Photographer Seph Lawless captures dilapidated structures in and around Cleveland, OH.

Abandoned Synagogue
Abandoned Synagogue

Photographer Seph Lawless captures dilapidated structures in and around Cleveland, OH.

Abandoned Theatre
Abandoned Theatre

Photographer Seph Lawless captures dilapidated structures in and around Cleveland, OH.

Abandoned School
Abandoned School

Photographer Seph Lawless captures dilapidated structures in and around Cleveland, OH.

Real Housewives Don't Act Like That!

Malika Ali June 9, 2014

You would think she had heard, for the very first time, that Santa was a phony.  “Real Housewives don’t act like that.  It’s made up drama...TV.”

I could tell I wasn’t reaching her, mainly because of her counter argument. “They may not be real friends, but if you throw that many women together in one room, you won’t have to invent drama, it will unfold naturally.”

I sighed deeply, my cousin luvvs reality television. Even though she works full time, maintains a household, and has raised four kids, she still finds ways to invest herself wholeheartedly into the guilty pleasure of reality fucking soap operas.

Real women don’t hurl things at one another from the other side of the room. They don’t kick and scream and cuss each other out. This kind of behavior is reserved for the men in their lives. You go all crazy cause you want a man to grab you, hold you, calm you down. It’s a strut, a dance, an attention getting scheme that only means, “I’m really, really horny. Come and get it while it’s hot.” But this behavior is not at all for girlfriends, especially if you’re heterosexual. I would have gone on believing my own point of view, but then my mother came to visit.  

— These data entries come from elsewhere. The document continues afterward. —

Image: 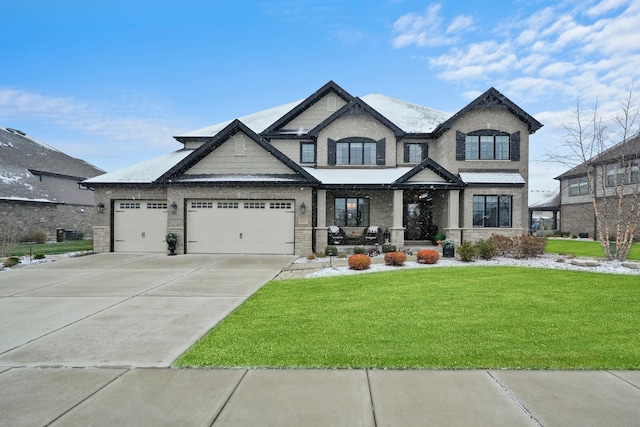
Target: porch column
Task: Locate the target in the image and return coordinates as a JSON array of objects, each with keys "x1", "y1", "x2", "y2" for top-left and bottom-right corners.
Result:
[
  {"x1": 314, "y1": 190, "x2": 327, "y2": 252},
  {"x1": 446, "y1": 190, "x2": 461, "y2": 245},
  {"x1": 389, "y1": 190, "x2": 404, "y2": 246}
]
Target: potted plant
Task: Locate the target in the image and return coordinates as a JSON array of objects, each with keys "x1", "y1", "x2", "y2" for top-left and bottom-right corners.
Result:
[{"x1": 165, "y1": 233, "x2": 178, "y2": 255}]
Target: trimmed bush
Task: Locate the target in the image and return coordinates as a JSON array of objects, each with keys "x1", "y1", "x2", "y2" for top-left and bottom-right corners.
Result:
[
  {"x1": 384, "y1": 252, "x2": 407, "y2": 267},
  {"x1": 347, "y1": 254, "x2": 371, "y2": 270},
  {"x1": 382, "y1": 243, "x2": 398, "y2": 254},
  {"x1": 458, "y1": 242, "x2": 476, "y2": 262},
  {"x1": 476, "y1": 239, "x2": 500, "y2": 260},
  {"x1": 416, "y1": 249, "x2": 440, "y2": 264},
  {"x1": 2, "y1": 256, "x2": 20, "y2": 268}
]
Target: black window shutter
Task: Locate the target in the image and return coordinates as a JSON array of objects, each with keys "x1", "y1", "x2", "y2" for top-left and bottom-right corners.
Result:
[
  {"x1": 376, "y1": 138, "x2": 387, "y2": 166},
  {"x1": 509, "y1": 131, "x2": 520, "y2": 162},
  {"x1": 327, "y1": 138, "x2": 336, "y2": 166},
  {"x1": 456, "y1": 131, "x2": 464, "y2": 160}
]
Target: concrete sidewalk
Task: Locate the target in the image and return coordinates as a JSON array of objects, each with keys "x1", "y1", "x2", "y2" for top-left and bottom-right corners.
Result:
[
  {"x1": 0, "y1": 368, "x2": 640, "y2": 427},
  {"x1": 0, "y1": 254, "x2": 640, "y2": 426}
]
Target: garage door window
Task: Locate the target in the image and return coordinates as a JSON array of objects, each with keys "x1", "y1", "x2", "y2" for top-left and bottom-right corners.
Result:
[
  {"x1": 120, "y1": 202, "x2": 140, "y2": 209},
  {"x1": 218, "y1": 202, "x2": 238, "y2": 209}
]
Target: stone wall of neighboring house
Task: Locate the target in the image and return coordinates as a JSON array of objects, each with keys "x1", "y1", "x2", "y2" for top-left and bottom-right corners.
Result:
[{"x1": 0, "y1": 200, "x2": 95, "y2": 241}]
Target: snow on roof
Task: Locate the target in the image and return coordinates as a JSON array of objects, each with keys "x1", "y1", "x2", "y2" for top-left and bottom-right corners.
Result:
[
  {"x1": 360, "y1": 93, "x2": 451, "y2": 133},
  {"x1": 175, "y1": 175, "x2": 299, "y2": 182},
  {"x1": 460, "y1": 172, "x2": 525, "y2": 184},
  {"x1": 180, "y1": 99, "x2": 304, "y2": 136},
  {"x1": 303, "y1": 167, "x2": 412, "y2": 184},
  {"x1": 83, "y1": 150, "x2": 193, "y2": 184}
]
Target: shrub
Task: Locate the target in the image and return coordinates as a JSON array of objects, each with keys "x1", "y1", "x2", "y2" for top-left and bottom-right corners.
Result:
[
  {"x1": 353, "y1": 246, "x2": 365, "y2": 254},
  {"x1": 384, "y1": 252, "x2": 407, "y2": 267},
  {"x1": 32, "y1": 228, "x2": 47, "y2": 244},
  {"x1": 382, "y1": 243, "x2": 398, "y2": 254},
  {"x1": 2, "y1": 256, "x2": 20, "y2": 268},
  {"x1": 416, "y1": 249, "x2": 440, "y2": 264},
  {"x1": 347, "y1": 254, "x2": 371, "y2": 270},
  {"x1": 476, "y1": 239, "x2": 500, "y2": 260},
  {"x1": 458, "y1": 242, "x2": 476, "y2": 262},
  {"x1": 491, "y1": 234, "x2": 546, "y2": 258}
]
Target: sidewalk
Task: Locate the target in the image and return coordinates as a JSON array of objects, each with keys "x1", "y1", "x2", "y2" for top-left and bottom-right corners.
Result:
[{"x1": 0, "y1": 368, "x2": 640, "y2": 427}]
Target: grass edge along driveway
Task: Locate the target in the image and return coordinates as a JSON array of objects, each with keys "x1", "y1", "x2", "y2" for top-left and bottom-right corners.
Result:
[{"x1": 174, "y1": 267, "x2": 640, "y2": 370}]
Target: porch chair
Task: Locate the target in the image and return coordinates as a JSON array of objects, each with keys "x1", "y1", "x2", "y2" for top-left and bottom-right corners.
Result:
[
  {"x1": 362, "y1": 225, "x2": 382, "y2": 245},
  {"x1": 327, "y1": 225, "x2": 344, "y2": 245}
]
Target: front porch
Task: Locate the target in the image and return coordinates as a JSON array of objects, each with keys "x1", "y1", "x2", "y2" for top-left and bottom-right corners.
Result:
[{"x1": 314, "y1": 186, "x2": 461, "y2": 252}]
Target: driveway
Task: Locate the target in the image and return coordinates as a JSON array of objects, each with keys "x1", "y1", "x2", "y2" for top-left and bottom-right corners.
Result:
[{"x1": 0, "y1": 253, "x2": 295, "y2": 368}]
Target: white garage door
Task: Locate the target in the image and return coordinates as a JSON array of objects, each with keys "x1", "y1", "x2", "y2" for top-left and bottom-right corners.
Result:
[
  {"x1": 113, "y1": 200, "x2": 167, "y2": 252},
  {"x1": 187, "y1": 200, "x2": 295, "y2": 254}
]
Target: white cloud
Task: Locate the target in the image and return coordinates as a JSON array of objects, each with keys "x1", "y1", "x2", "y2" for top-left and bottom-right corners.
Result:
[
  {"x1": 391, "y1": 3, "x2": 473, "y2": 48},
  {"x1": 0, "y1": 88, "x2": 182, "y2": 150}
]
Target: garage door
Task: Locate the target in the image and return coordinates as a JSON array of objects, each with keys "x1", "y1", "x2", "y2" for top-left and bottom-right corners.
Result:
[
  {"x1": 113, "y1": 200, "x2": 167, "y2": 252},
  {"x1": 187, "y1": 200, "x2": 295, "y2": 254}
]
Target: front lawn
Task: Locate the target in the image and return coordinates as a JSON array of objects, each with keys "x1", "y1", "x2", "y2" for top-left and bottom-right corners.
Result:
[
  {"x1": 544, "y1": 239, "x2": 640, "y2": 260},
  {"x1": 175, "y1": 267, "x2": 640, "y2": 369}
]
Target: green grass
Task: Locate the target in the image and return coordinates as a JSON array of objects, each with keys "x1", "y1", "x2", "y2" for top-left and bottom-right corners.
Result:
[
  {"x1": 544, "y1": 239, "x2": 640, "y2": 260},
  {"x1": 11, "y1": 240, "x2": 93, "y2": 256},
  {"x1": 175, "y1": 267, "x2": 640, "y2": 369}
]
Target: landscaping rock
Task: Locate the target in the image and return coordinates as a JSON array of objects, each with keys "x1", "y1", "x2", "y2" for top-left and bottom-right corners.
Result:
[{"x1": 571, "y1": 259, "x2": 600, "y2": 267}]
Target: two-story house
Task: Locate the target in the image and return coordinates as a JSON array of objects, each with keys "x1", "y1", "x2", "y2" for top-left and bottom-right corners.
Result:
[
  {"x1": 85, "y1": 81, "x2": 542, "y2": 255},
  {"x1": 555, "y1": 136, "x2": 640, "y2": 238}
]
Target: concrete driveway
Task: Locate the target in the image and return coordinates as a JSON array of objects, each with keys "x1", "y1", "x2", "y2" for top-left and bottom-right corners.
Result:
[{"x1": 0, "y1": 253, "x2": 294, "y2": 368}]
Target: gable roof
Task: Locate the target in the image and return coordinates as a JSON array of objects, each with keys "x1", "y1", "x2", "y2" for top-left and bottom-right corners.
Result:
[
  {"x1": 434, "y1": 87, "x2": 542, "y2": 136},
  {"x1": 309, "y1": 98, "x2": 404, "y2": 138},
  {"x1": 156, "y1": 119, "x2": 317, "y2": 183},
  {"x1": 258, "y1": 80, "x2": 353, "y2": 135},
  {"x1": 0, "y1": 127, "x2": 104, "y2": 180},
  {"x1": 395, "y1": 157, "x2": 464, "y2": 188},
  {"x1": 554, "y1": 134, "x2": 640, "y2": 180}
]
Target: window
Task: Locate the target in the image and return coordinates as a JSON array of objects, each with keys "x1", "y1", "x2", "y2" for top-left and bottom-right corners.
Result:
[
  {"x1": 336, "y1": 142, "x2": 376, "y2": 165},
  {"x1": 569, "y1": 176, "x2": 589, "y2": 196},
  {"x1": 464, "y1": 135, "x2": 509, "y2": 160},
  {"x1": 300, "y1": 141, "x2": 316, "y2": 163},
  {"x1": 473, "y1": 196, "x2": 511, "y2": 228},
  {"x1": 334, "y1": 197, "x2": 369, "y2": 227},
  {"x1": 404, "y1": 142, "x2": 428, "y2": 163}
]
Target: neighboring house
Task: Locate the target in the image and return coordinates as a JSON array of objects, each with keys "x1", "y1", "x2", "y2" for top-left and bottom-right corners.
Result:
[
  {"x1": 529, "y1": 191, "x2": 560, "y2": 236},
  {"x1": 555, "y1": 136, "x2": 640, "y2": 238},
  {"x1": 0, "y1": 127, "x2": 104, "y2": 239},
  {"x1": 85, "y1": 81, "x2": 542, "y2": 255}
]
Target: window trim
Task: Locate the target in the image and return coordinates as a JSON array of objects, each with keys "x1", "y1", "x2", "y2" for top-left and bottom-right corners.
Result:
[
  {"x1": 569, "y1": 176, "x2": 589, "y2": 197},
  {"x1": 333, "y1": 197, "x2": 371, "y2": 227},
  {"x1": 300, "y1": 141, "x2": 318, "y2": 164},
  {"x1": 471, "y1": 194, "x2": 513, "y2": 228}
]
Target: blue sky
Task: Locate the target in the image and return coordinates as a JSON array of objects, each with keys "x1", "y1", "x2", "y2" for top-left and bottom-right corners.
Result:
[{"x1": 0, "y1": 0, "x2": 640, "y2": 202}]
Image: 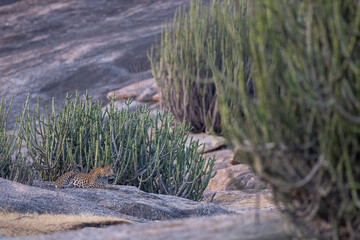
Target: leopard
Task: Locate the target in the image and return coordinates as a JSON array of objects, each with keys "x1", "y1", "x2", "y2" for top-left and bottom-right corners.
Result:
[{"x1": 55, "y1": 164, "x2": 115, "y2": 189}]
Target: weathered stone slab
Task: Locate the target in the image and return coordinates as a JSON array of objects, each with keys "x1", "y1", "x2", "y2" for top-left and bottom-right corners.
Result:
[
  {"x1": 206, "y1": 164, "x2": 265, "y2": 191},
  {"x1": 0, "y1": 178, "x2": 228, "y2": 222},
  {"x1": 0, "y1": 0, "x2": 190, "y2": 127},
  {"x1": 106, "y1": 78, "x2": 157, "y2": 102},
  {"x1": 203, "y1": 189, "x2": 277, "y2": 214},
  {"x1": 204, "y1": 149, "x2": 234, "y2": 171},
  {"x1": 16, "y1": 213, "x2": 289, "y2": 240},
  {"x1": 187, "y1": 133, "x2": 226, "y2": 153}
]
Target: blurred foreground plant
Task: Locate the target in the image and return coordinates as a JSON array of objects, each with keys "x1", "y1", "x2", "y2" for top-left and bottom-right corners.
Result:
[
  {"x1": 20, "y1": 94, "x2": 214, "y2": 201},
  {"x1": 214, "y1": 0, "x2": 360, "y2": 239}
]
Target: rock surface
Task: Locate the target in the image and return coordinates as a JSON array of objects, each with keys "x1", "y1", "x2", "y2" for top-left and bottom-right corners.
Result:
[
  {"x1": 16, "y1": 213, "x2": 289, "y2": 240},
  {"x1": 204, "y1": 149, "x2": 233, "y2": 171},
  {"x1": 187, "y1": 133, "x2": 226, "y2": 153},
  {"x1": 0, "y1": 178, "x2": 228, "y2": 222},
  {"x1": 203, "y1": 189, "x2": 277, "y2": 215},
  {"x1": 106, "y1": 78, "x2": 157, "y2": 102},
  {"x1": 206, "y1": 164, "x2": 265, "y2": 191},
  {"x1": 0, "y1": 0, "x2": 190, "y2": 126}
]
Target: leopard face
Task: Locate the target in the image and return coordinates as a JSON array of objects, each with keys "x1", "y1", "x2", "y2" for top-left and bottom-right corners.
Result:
[{"x1": 57, "y1": 164, "x2": 115, "y2": 188}]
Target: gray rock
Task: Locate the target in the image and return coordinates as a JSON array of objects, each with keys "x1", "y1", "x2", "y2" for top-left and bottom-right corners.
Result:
[
  {"x1": 0, "y1": 0, "x2": 190, "y2": 128},
  {"x1": 0, "y1": 178, "x2": 229, "y2": 222},
  {"x1": 16, "y1": 214, "x2": 289, "y2": 240},
  {"x1": 203, "y1": 189, "x2": 278, "y2": 215},
  {"x1": 186, "y1": 133, "x2": 226, "y2": 153},
  {"x1": 206, "y1": 164, "x2": 266, "y2": 191}
]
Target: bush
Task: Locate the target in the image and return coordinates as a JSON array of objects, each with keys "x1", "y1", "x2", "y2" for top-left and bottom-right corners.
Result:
[
  {"x1": 0, "y1": 98, "x2": 32, "y2": 183},
  {"x1": 20, "y1": 92, "x2": 214, "y2": 201},
  {"x1": 214, "y1": 0, "x2": 360, "y2": 239},
  {"x1": 149, "y1": 0, "x2": 226, "y2": 133}
]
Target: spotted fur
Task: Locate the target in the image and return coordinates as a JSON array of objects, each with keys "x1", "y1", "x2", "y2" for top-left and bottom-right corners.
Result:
[{"x1": 55, "y1": 164, "x2": 115, "y2": 189}]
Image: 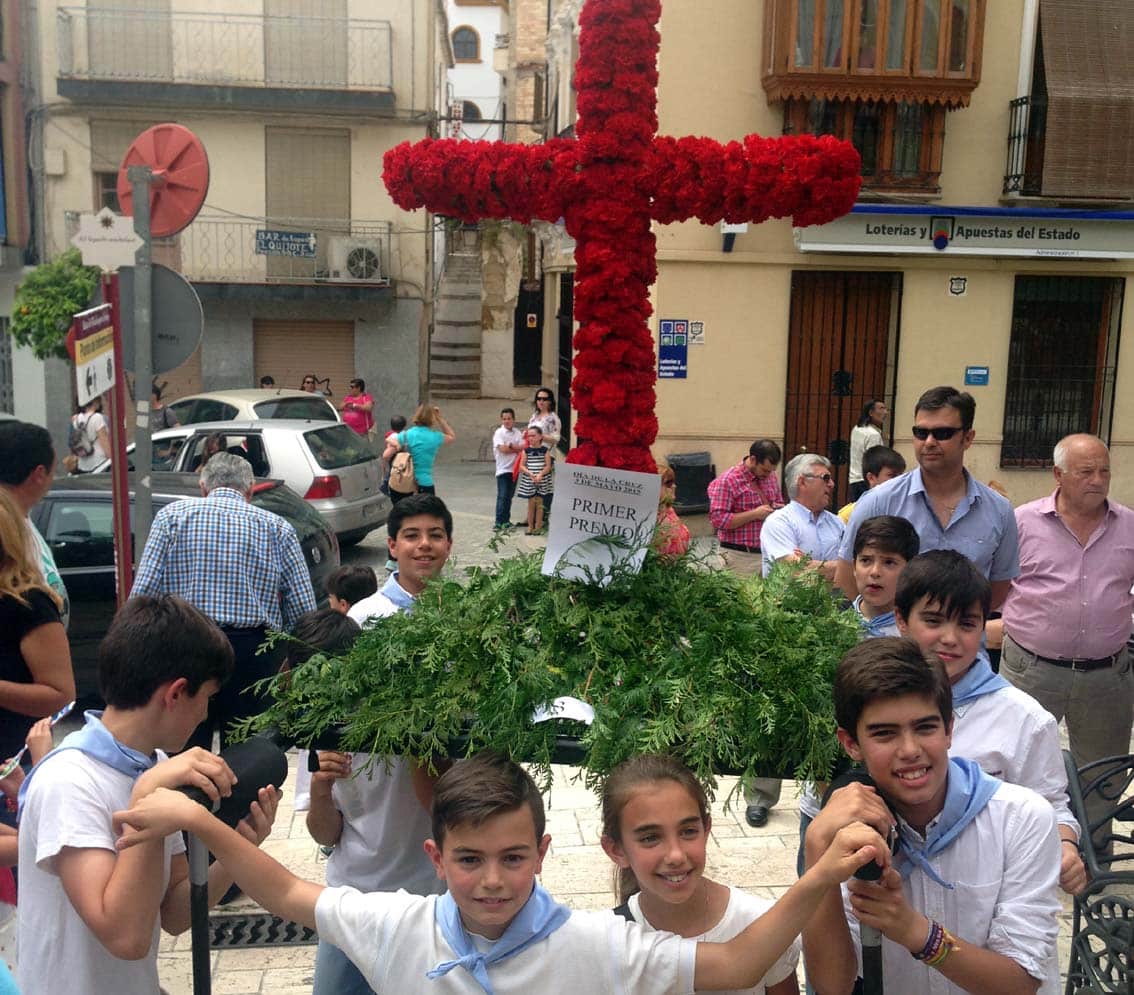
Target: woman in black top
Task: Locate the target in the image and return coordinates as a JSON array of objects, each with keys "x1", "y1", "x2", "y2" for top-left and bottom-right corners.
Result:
[{"x1": 0, "y1": 488, "x2": 75, "y2": 758}]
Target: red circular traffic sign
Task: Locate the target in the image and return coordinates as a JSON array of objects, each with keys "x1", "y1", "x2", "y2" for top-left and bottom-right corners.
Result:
[{"x1": 118, "y1": 124, "x2": 209, "y2": 238}]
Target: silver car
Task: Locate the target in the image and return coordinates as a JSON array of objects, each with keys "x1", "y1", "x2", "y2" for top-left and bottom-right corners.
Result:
[{"x1": 99, "y1": 419, "x2": 391, "y2": 546}]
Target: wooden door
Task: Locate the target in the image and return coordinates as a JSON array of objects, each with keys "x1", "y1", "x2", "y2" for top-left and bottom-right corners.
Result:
[{"x1": 784, "y1": 270, "x2": 902, "y2": 507}]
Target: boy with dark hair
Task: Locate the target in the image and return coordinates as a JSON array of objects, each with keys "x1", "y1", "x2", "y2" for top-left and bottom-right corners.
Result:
[
  {"x1": 803, "y1": 638, "x2": 1060, "y2": 995},
  {"x1": 492, "y1": 407, "x2": 524, "y2": 531},
  {"x1": 895, "y1": 549, "x2": 1086, "y2": 894},
  {"x1": 327, "y1": 563, "x2": 378, "y2": 615},
  {"x1": 18, "y1": 596, "x2": 278, "y2": 995},
  {"x1": 110, "y1": 756, "x2": 889, "y2": 995},
  {"x1": 839, "y1": 446, "x2": 906, "y2": 525},
  {"x1": 853, "y1": 515, "x2": 920, "y2": 636}
]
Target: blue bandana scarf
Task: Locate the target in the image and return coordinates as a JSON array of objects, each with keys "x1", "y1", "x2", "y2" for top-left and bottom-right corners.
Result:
[
  {"x1": 382, "y1": 572, "x2": 414, "y2": 612},
  {"x1": 900, "y1": 757, "x2": 1001, "y2": 891},
  {"x1": 953, "y1": 649, "x2": 1012, "y2": 708},
  {"x1": 852, "y1": 595, "x2": 902, "y2": 639},
  {"x1": 425, "y1": 884, "x2": 570, "y2": 995},
  {"x1": 17, "y1": 711, "x2": 158, "y2": 819}
]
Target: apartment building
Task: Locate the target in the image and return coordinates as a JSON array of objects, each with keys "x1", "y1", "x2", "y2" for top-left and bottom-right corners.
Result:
[
  {"x1": 543, "y1": 0, "x2": 1134, "y2": 503},
  {"x1": 19, "y1": 0, "x2": 451, "y2": 422}
]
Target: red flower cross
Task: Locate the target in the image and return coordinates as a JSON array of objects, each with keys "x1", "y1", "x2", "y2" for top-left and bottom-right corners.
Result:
[{"x1": 383, "y1": 0, "x2": 861, "y2": 472}]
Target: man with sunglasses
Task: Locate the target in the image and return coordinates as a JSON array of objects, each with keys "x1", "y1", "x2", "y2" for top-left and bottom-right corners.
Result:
[
  {"x1": 761, "y1": 453, "x2": 843, "y2": 582},
  {"x1": 836, "y1": 387, "x2": 1019, "y2": 608}
]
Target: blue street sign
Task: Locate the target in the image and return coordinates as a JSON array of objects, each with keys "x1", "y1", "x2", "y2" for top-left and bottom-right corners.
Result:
[
  {"x1": 965, "y1": 366, "x2": 989, "y2": 387},
  {"x1": 256, "y1": 228, "x2": 315, "y2": 259},
  {"x1": 658, "y1": 318, "x2": 689, "y2": 380}
]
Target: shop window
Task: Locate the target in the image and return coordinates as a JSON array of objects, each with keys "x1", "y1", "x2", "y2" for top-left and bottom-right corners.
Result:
[
  {"x1": 784, "y1": 98, "x2": 945, "y2": 193},
  {"x1": 1000, "y1": 277, "x2": 1125, "y2": 466},
  {"x1": 451, "y1": 27, "x2": 481, "y2": 62}
]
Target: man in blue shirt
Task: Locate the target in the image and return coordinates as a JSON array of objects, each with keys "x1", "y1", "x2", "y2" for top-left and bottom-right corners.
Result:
[
  {"x1": 130, "y1": 453, "x2": 315, "y2": 749},
  {"x1": 836, "y1": 387, "x2": 1019, "y2": 608}
]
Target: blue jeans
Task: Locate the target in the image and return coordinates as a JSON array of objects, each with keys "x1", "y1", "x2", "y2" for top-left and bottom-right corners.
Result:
[
  {"x1": 311, "y1": 939, "x2": 374, "y2": 995},
  {"x1": 496, "y1": 470, "x2": 516, "y2": 529}
]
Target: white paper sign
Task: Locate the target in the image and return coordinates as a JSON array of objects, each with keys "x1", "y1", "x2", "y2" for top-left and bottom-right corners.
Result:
[{"x1": 543, "y1": 463, "x2": 661, "y2": 584}]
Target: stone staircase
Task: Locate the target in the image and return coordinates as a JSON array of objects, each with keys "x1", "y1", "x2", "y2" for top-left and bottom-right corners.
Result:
[{"x1": 430, "y1": 231, "x2": 482, "y2": 397}]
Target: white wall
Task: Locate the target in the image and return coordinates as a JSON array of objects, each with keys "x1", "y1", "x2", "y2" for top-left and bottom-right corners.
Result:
[{"x1": 445, "y1": 0, "x2": 503, "y2": 141}]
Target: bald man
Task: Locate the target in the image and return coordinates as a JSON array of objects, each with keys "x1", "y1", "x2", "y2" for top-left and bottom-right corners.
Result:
[{"x1": 1000, "y1": 435, "x2": 1134, "y2": 853}]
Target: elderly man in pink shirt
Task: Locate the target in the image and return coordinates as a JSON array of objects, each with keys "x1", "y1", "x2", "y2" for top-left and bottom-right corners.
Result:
[{"x1": 1000, "y1": 436, "x2": 1134, "y2": 844}]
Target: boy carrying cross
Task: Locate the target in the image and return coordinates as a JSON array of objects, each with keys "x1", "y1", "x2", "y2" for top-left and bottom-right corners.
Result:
[{"x1": 116, "y1": 754, "x2": 889, "y2": 995}]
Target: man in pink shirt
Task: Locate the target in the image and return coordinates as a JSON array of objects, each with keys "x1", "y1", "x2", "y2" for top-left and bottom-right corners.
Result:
[
  {"x1": 342, "y1": 378, "x2": 374, "y2": 436},
  {"x1": 1000, "y1": 435, "x2": 1134, "y2": 844},
  {"x1": 709, "y1": 439, "x2": 784, "y2": 576}
]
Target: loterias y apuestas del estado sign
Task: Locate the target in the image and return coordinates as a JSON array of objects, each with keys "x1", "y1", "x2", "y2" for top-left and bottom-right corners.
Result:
[{"x1": 795, "y1": 204, "x2": 1134, "y2": 259}]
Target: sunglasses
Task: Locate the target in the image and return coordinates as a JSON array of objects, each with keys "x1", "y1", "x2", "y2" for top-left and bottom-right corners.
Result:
[{"x1": 913, "y1": 425, "x2": 964, "y2": 442}]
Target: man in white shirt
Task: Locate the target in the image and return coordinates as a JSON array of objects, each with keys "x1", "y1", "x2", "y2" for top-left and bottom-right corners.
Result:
[
  {"x1": 492, "y1": 407, "x2": 524, "y2": 530},
  {"x1": 803, "y1": 636, "x2": 1061, "y2": 995},
  {"x1": 760, "y1": 453, "x2": 843, "y2": 582}
]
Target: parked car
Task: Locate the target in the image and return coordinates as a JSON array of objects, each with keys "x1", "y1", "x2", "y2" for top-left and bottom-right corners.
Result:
[
  {"x1": 166, "y1": 387, "x2": 342, "y2": 425},
  {"x1": 90, "y1": 420, "x2": 391, "y2": 546},
  {"x1": 32, "y1": 474, "x2": 337, "y2": 707}
]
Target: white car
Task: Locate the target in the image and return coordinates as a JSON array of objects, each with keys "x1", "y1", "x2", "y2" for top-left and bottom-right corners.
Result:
[
  {"x1": 166, "y1": 387, "x2": 342, "y2": 425},
  {"x1": 99, "y1": 419, "x2": 391, "y2": 546}
]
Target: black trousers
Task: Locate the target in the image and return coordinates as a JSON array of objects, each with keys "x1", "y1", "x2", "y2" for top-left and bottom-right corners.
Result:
[{"x1": 185, "y1": 625, "x2": 287, "y2": 750}]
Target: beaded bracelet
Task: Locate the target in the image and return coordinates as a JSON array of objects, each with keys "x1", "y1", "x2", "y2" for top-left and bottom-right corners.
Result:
[
  {"x1": 913, "y1": 919, "x2": 945, "y2": 961},
  {"x1": 925, "y1": 927, "x2": 960, "y2": 968}
]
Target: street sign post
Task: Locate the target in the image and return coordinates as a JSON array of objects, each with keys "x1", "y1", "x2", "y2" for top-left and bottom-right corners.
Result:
[
  {"x1": 71, "y1": 208, "x2": 142, "y2": 272},
  {"x1": 71, "y1": 304, "x2": 116, "y2": 405}
]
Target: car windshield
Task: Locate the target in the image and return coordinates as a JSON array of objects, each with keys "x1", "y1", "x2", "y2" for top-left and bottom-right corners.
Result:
[
  {"x1": 253, "y1": 397, "x2": 338, "y2": 422},
  {"x1": 303, "y1": 424, "x2": 374, "y2": 470}
]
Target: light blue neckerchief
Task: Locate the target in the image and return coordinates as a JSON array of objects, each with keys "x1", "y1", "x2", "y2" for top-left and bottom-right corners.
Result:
[
  {"x1": 425, "y1": 884, "x2": 570, "y2": 995},
  {"x1": 382, "y1": 571, "x2": 414, "y2": 612},
  {"x1": 852, "y1": 595, "x2": 902, "y2": 639},
  {"x1": 899, "y1": 757, "x2": 1002, "y2": 891},
  {"x1": 953, "y1": 649, "x2": 1012, "y2": 708},
  {"x1": 17, "y1": 711, "x2": 158, "y2": 820}
]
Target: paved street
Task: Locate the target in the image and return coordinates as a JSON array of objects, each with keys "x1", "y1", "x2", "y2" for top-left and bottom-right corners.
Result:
[{"x1": 159, "y1": 400, "x2": 1070, "y2": 995}]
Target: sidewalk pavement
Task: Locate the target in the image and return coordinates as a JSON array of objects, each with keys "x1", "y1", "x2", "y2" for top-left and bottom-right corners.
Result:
[{"x1": 159, "y1": 399, "x2": 1070, "y2": 995}]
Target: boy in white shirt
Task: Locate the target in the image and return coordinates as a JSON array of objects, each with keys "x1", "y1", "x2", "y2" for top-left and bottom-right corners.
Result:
[
  {"x1": 492, "y1": 407, "x2": 524, "y2": 530},
  {"x1": 117, "y1": 754, "x2": 889, "y2": 995},
  {"x1": 895, "y1": 549, "x2": 1086, "y2": 895},
  {"x1": 803, "y1": 636, "x2": 1060, "y2": 995},
  {"x1": 18, "y1": 596, "x2": 279, "y2": 995}
]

I like to think I am who I am because of my mother and in spite of my mother. She is not the worst mom ever. She’s not the best one either. On a normal day, there are about three thousand miles separating me from her. But on holidays and special occasions, we find ourselves within arms reach of one another. Some families use this proximity to offer hugs or pats on the back. My mother uses this closeness as a microscope to magnify her misery.

“Mom, we’re taking a picture.  Can you smile for the camera?”

“What do I have to smile about?”

We’re dining over Italian when I attempt to stage this feel good family moment. “Fuhgetaboutit,” I tell her, then offer some unwanted advice. “Mom, they make very good anti-depressants these days. Maybe you should try one.”

“You want me to use drugs?” her eyes are resilient and defeated all at the same time.

“Yes, actually. There are good pharmaceuticals on the market that really could help you.”

This is probably my 999th attempt to convince my mother to get some help. I knew she suffered with depression before I knew what depression really was. Years ago when I had come home from college to find her camping out in the basement of our home (she had made this space her bedroom), I suggested to one of my aunts that my mother might be depressed. “Your mother is NOT depressed!” She said this like I had diagnosed mom with stage ten terminal illness. “OK, I guess it is “normal” to hide out in the dungeon away from any and all sunlight the entire summer. Sorry!”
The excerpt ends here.